IBM deal cashes out Confluent (CFLT) director’s shares at $31
Rhea-AI Filing Summary
Confluent, Inc. director Gregory George Schott reported dispositions tied to the cash acquisition of the company by International Business Machines Corporation. Under the merger, each Class A share was canceled and converted into the right to receive $31.00 in cash, before taxes.
Schott’s Class A shares, including those held directly and by trust, were returned to the issuer for cash. His restricted stock units were canceled for a cash amount based on the $31.00 per-share price, and a fully vested stock option over 450,944 shares at a $4.71 exercise price was similarly canceled for cash. Following these transactions, the filing shows no remaining shares or options.
Positive
- None.
Negative
- None.
Insights
Director’s equity was cashed out in a merger, not sold on the open market.
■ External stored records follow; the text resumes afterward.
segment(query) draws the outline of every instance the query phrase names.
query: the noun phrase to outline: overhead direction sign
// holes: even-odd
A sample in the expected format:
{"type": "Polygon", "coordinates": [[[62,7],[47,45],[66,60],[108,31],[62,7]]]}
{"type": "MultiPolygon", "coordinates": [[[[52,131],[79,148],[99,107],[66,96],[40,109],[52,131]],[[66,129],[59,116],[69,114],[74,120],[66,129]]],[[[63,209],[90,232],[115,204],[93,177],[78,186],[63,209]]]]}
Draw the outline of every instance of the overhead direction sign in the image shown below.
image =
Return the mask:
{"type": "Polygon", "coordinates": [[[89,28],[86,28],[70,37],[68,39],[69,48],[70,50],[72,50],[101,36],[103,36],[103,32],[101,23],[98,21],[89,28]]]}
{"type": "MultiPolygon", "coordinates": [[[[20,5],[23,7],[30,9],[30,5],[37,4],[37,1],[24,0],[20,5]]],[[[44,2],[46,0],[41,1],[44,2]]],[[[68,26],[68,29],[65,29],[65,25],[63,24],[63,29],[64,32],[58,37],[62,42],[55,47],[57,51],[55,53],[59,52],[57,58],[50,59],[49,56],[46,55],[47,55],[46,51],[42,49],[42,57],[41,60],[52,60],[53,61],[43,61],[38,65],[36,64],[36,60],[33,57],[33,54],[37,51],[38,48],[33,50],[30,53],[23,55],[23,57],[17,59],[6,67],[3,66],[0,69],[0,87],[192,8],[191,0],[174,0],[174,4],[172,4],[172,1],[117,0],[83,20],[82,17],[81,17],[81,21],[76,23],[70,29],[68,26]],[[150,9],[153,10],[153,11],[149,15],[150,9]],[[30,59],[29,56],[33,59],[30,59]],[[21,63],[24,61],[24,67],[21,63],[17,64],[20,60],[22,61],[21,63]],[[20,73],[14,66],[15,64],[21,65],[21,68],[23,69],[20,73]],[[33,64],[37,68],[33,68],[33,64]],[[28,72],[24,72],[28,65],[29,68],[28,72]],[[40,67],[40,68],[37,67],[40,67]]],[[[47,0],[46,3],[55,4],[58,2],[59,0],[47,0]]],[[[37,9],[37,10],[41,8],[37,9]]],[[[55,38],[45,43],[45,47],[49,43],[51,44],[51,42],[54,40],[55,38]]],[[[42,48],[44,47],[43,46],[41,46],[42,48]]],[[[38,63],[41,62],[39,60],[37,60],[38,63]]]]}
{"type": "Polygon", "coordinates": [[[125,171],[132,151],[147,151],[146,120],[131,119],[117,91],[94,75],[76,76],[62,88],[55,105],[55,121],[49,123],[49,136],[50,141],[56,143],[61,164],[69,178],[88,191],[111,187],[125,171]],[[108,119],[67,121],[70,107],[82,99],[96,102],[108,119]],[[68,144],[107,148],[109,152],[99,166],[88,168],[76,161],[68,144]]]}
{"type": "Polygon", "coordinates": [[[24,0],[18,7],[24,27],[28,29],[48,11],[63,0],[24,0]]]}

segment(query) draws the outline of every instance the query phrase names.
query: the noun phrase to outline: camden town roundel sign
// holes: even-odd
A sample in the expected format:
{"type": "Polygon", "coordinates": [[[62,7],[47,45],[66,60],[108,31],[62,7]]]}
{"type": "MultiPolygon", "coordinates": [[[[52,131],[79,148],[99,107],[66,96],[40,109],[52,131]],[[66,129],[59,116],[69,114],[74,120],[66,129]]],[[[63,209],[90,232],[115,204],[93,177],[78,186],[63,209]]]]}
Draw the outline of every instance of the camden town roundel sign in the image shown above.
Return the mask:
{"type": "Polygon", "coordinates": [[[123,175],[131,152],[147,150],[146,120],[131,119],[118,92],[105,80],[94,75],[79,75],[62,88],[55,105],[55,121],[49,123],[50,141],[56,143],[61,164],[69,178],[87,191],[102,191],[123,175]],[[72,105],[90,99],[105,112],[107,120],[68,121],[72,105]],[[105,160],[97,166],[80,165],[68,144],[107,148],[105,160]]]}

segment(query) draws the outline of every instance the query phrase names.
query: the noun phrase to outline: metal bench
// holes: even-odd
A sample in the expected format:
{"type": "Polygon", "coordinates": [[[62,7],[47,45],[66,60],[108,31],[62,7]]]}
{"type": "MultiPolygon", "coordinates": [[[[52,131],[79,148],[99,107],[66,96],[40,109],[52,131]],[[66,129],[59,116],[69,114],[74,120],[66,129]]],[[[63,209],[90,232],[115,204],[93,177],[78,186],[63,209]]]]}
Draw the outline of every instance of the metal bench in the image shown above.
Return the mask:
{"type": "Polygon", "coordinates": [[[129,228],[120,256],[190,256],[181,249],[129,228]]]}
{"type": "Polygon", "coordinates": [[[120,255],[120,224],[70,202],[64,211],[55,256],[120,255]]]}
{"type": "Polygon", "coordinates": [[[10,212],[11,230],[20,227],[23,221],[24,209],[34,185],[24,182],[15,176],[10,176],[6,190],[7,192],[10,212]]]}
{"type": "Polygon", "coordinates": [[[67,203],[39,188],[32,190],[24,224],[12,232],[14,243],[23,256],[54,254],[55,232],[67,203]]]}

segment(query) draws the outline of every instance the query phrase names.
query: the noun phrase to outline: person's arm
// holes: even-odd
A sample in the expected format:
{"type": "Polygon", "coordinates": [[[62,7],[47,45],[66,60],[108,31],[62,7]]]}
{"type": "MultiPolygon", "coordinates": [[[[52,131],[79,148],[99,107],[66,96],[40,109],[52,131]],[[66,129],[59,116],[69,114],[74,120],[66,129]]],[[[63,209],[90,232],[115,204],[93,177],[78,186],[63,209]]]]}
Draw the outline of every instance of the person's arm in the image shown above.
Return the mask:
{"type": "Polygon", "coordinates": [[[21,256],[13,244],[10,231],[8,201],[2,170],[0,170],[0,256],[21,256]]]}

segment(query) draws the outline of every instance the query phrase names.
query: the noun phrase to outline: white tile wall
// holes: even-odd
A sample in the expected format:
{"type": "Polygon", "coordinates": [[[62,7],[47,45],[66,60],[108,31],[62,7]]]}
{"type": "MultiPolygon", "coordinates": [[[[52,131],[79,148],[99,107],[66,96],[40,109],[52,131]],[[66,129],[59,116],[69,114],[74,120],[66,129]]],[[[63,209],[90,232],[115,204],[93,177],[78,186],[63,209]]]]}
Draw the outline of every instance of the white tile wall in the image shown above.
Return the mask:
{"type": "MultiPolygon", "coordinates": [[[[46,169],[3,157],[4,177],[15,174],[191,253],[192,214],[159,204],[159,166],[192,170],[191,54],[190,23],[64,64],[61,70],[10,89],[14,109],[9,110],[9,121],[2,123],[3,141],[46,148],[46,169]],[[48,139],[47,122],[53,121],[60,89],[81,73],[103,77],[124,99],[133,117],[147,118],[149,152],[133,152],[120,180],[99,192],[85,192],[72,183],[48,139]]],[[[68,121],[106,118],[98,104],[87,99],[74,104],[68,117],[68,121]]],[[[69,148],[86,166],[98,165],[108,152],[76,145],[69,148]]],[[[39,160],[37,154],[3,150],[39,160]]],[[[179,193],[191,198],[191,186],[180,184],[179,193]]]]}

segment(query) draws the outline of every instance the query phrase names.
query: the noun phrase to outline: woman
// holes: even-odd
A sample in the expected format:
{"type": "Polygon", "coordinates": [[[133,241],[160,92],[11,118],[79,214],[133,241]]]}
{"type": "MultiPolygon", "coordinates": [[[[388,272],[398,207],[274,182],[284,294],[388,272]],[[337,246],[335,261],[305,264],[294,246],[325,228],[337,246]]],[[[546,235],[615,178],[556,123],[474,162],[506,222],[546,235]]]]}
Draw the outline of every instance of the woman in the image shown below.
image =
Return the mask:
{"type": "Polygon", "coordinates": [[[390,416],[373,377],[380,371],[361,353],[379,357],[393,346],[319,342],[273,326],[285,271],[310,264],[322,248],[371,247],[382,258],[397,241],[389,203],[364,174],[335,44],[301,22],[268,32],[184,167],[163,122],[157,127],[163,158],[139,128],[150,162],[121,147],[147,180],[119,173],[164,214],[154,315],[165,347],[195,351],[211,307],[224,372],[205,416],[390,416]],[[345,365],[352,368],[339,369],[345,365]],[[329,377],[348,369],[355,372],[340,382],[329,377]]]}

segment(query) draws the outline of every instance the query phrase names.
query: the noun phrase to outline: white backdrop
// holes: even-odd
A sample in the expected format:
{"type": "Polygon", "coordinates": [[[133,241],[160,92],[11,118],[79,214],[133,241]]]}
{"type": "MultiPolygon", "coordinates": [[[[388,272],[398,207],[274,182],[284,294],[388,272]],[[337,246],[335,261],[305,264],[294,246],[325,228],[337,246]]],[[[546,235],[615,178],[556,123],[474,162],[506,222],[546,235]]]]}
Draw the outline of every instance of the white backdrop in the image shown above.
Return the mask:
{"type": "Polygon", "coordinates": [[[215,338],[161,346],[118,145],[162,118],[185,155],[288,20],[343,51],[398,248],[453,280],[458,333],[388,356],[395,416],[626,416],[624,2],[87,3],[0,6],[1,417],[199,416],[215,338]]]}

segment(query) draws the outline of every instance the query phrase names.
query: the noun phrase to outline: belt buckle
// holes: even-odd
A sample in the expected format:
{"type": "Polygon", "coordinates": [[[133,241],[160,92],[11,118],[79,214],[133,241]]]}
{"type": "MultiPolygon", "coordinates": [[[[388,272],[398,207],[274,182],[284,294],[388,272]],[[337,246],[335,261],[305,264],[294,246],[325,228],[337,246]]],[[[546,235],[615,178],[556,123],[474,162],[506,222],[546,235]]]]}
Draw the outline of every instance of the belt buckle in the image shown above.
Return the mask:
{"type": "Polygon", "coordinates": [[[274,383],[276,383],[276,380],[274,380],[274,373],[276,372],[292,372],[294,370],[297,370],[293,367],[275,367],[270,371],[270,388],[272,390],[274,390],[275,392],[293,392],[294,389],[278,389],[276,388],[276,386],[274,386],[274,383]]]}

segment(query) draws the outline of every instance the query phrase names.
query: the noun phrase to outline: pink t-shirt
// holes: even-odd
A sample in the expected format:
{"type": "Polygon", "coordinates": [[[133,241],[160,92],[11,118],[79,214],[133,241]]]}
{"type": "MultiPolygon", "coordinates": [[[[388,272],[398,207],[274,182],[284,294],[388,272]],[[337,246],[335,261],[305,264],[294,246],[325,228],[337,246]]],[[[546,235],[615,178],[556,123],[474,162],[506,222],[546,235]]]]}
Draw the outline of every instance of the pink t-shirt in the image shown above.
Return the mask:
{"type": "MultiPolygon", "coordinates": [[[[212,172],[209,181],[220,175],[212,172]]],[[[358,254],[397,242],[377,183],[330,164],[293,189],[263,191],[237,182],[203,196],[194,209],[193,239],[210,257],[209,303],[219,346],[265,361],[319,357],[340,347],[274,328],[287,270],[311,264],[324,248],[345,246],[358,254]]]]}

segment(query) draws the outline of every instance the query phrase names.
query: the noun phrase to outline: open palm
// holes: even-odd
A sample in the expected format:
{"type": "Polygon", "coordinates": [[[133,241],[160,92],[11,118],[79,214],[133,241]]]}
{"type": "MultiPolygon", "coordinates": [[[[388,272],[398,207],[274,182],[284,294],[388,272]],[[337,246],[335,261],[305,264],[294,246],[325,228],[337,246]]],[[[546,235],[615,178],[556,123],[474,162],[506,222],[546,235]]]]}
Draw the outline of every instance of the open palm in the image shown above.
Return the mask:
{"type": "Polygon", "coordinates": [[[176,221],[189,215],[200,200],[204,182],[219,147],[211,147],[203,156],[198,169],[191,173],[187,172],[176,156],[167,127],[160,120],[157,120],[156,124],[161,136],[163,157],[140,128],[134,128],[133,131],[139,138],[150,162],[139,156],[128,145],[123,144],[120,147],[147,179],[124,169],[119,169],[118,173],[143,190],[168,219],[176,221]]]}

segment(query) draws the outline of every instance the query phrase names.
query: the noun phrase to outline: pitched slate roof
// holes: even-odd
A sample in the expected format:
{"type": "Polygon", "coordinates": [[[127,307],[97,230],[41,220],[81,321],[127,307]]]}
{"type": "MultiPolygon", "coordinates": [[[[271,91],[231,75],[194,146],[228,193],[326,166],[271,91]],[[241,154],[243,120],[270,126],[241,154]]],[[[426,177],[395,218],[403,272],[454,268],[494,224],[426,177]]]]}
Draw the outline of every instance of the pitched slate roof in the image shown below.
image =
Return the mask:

The filing shows dispositions to the issuer as part of IBM’s acquisition of Confluent. All Class A shares, RSUs and options held by director Gregory Schott were canceled in exchange for cash using a fixed per-share merger price of $31.00.
The stock option over 450,944 underlying shares, fully vested at a $4.71 exercise price, was also canceled for cash based on the merger formula. Because these are mechanical merger conversions rather than discretionary market trades, they carry limited signaling value about the director’s view of the company.
Insider Trade Summary
| Type | Security | Shares | Price | Value |
|---|---|---|---|---|
| Disposition | Stock Option (Right to Buy) | 450,944 | $0.00 | -- |
| Disposition | Class A Common Stock | 12,559 | $0.00 | -- |
| Disposition | Class A Common Stock | 2,466 | $0.00 | -- |
| Disposition | Restricted Stock Units | 8,302 | $0.00 | -- |
Footnotes (1)
- Pursuant to the Agreement and Plan of Merger, dated December 7, 2025, by and among the Issuer, International Business Machines Corporation and Corvo Merger Sub, Inc. (the "Merger Agreement"), each share of Issuer Class A Common Stock was canceled and converted into the right to receive $31.00 per share in cash (the "Merger Consideration" or the "Per Share Price"), without interest and subject to applicable withholding taxes. Pursuant to the Merger Agreement, the RSUs were canceled in exchange for the right to receive an amount in cash, subject to applicable withholding taxes, equal to the product of (a) the Per Share Price multiplied by (b) the total number of shares of Class A Common Stock covered by the RSUs. The shares subject to the option are fully vested and immediately exercisable. Pursuant to the Merger Agreement, the option was canceled in exchange for the right to receive an amount in cash, subject to applicable withholding taxes, equal to the product of (1) the total number of shares of Issuer common stock covered by such option immediately prior to the effective time multiplied by (2) the excess of (A) the Per Share Price over (B) the per share exercise price of such option.